T₂ showed a significant positive correlation with TIS, of which T₂ of OSOM revealed the highest correlation coefficient. This finding deems T₂ a suitable imaging marker candidate for the assessment of tubular injury during the acute phase of AAN.

A recognized limitation of our study is that the MRI examination covered only day 2 to day 6 after AAI administration. Recognizing the T₂ alterations in OSOM observed at day 2 already, we advise to use an earlier time point for further validation of the efficacy of renal T₂ mapping for the earliest possible detection of renal injury of AAN. Likewise, time points beyond day 6 should be studied in order to elucidate the further pathophysiologic events that lead to fibrosis and, ultimately, to CKD. It is an additional recognized limitation of our study that the sample size of the biochemical and histologic evaluations is relatively small.

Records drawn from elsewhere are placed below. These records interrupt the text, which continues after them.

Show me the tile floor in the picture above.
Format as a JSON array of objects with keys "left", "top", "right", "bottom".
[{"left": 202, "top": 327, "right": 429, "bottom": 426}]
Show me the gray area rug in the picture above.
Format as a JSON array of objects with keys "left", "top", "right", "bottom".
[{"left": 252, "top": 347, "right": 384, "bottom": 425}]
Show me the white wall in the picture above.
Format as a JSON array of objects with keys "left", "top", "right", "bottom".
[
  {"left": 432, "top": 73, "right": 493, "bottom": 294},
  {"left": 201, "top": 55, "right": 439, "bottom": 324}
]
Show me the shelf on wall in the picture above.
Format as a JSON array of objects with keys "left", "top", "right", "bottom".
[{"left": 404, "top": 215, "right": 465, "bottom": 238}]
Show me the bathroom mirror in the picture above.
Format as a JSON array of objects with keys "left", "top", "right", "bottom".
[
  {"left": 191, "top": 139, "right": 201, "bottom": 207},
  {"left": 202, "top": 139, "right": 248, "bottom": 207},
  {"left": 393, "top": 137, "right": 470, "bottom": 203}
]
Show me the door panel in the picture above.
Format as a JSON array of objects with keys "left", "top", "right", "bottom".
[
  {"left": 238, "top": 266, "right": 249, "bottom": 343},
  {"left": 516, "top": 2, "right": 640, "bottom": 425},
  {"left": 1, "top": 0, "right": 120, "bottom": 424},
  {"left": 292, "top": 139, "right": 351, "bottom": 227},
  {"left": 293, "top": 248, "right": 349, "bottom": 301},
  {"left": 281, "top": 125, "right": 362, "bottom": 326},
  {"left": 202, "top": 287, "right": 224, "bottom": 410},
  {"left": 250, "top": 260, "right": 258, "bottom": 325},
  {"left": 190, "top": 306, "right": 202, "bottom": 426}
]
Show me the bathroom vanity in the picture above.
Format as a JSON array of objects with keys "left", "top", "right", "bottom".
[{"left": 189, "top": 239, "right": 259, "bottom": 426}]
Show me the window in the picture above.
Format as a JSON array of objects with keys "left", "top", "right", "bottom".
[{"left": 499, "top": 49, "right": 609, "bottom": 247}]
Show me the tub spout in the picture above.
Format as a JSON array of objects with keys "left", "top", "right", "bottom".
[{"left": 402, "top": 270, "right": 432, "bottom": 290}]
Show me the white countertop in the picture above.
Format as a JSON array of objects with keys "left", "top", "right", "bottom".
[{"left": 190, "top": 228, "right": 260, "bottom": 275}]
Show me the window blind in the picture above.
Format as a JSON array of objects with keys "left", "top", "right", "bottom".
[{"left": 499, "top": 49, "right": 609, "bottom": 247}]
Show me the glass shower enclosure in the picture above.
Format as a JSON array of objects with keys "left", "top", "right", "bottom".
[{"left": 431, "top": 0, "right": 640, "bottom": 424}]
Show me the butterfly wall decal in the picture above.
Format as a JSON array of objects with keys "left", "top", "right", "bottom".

In summary, parametric MRI facilitates assessment of microstructural and functional renal alterations induced by AA. MRI-derived parameters, in particular T₂, enables detection of AAN earlier than the blood-based metrics used in today’s standard AKI diagnostics. Our results, furthermore demonstrate that high spatial resolution morphological T₂-weighted MRI supports visualization of early structural changes. T₂ mapping is more sensitive than DWI for the monitoring of early alterations and progression of kidney injury following AAI intoxication. This finding underlines the potential of T₂ mapping as a non-invasive imaging marker for the in vivo assessment of renal alterations during the early phase of AAN.